Saddam Hussein's right-hand man narrowly escaped assassination on Nov. 22 when bystanders tossed two grenades at him. Izzat Ibrahim, deputy commander of Iraqi armed forces, was attacked as he made his way to a religious ceremony where he was to give a speech in Mr. Hussein's stead. The attack, characterized by BBC as "extremely serious," was the first on a senior official since 1996.
Nation in brief
Gore gets a pass
Even as President Clinton "pardoned" the White House turkey last week, the attorney general spared the political life of Vice President Gore. She refused-against the advice of some senior advisers, including the director of the FBI-to petition for an independent counsel to probe Mr. Gore's role in the sleazy campaign dealings of the Democratic National Committee in 1996. Where theres smoke...

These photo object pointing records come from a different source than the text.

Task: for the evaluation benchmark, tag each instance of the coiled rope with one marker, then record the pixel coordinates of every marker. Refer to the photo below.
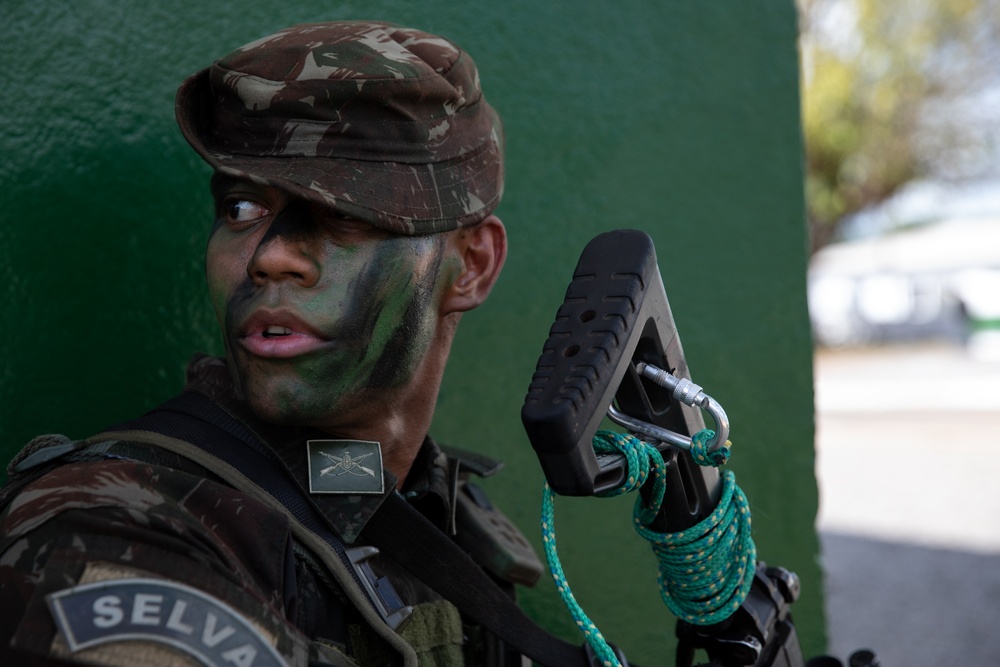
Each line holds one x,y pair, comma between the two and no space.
705,572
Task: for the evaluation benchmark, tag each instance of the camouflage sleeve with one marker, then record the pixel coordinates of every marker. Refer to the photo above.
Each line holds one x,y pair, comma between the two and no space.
120,562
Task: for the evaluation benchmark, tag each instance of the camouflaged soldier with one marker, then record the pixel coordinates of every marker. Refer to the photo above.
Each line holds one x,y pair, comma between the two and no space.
357,166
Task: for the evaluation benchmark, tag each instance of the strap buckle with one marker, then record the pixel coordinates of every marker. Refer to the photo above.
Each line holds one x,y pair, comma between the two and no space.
387,602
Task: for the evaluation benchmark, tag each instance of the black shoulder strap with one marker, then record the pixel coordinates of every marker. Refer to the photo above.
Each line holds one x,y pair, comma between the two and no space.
396,528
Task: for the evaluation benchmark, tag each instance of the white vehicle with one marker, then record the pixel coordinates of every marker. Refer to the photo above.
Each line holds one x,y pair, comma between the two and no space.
939,279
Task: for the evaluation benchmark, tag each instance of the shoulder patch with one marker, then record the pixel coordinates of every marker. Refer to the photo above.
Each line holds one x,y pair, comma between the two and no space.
185,618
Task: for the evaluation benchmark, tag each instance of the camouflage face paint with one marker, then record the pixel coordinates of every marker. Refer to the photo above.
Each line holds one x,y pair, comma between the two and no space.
319,314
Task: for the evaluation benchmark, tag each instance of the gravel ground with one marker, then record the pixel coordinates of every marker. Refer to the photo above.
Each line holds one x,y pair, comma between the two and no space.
908,441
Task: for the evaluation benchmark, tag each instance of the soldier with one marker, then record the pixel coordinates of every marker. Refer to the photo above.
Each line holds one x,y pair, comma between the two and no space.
356,169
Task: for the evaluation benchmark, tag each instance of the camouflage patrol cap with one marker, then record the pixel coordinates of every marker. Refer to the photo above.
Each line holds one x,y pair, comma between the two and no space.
382,123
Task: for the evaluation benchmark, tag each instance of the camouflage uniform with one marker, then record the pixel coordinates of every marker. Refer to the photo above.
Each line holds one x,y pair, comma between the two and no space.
382,124
129,511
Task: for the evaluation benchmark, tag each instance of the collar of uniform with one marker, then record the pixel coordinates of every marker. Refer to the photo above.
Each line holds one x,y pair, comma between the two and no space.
427,485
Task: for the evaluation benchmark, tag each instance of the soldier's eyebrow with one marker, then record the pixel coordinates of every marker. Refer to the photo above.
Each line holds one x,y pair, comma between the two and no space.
221,182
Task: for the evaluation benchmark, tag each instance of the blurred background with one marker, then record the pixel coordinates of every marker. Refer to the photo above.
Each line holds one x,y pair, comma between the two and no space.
901,115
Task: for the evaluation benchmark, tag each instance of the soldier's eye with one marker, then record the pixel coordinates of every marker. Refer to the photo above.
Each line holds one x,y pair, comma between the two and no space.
240,211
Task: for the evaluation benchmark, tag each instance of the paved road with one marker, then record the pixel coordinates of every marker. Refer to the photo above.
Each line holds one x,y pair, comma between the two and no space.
908,453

The 46-state, $206 billion tobacco settlement will cost smokers about a penny per state per pack, as the economics of the deal filters through the distribution chain. The 45¢ rise marks the largest price increase in the history of cigarette retailing. And it comes on top of the approximate 20 cent per pack rise following settlements with four other states. Tobacco industry investment analysts predicted the steep price hikes will make it all the more difficult for governments to raise new taxes on cigarettes-now that the price per pack is set to rise more than 25 percent, to about $2.45. Some economists worry that the high prices will create a black market.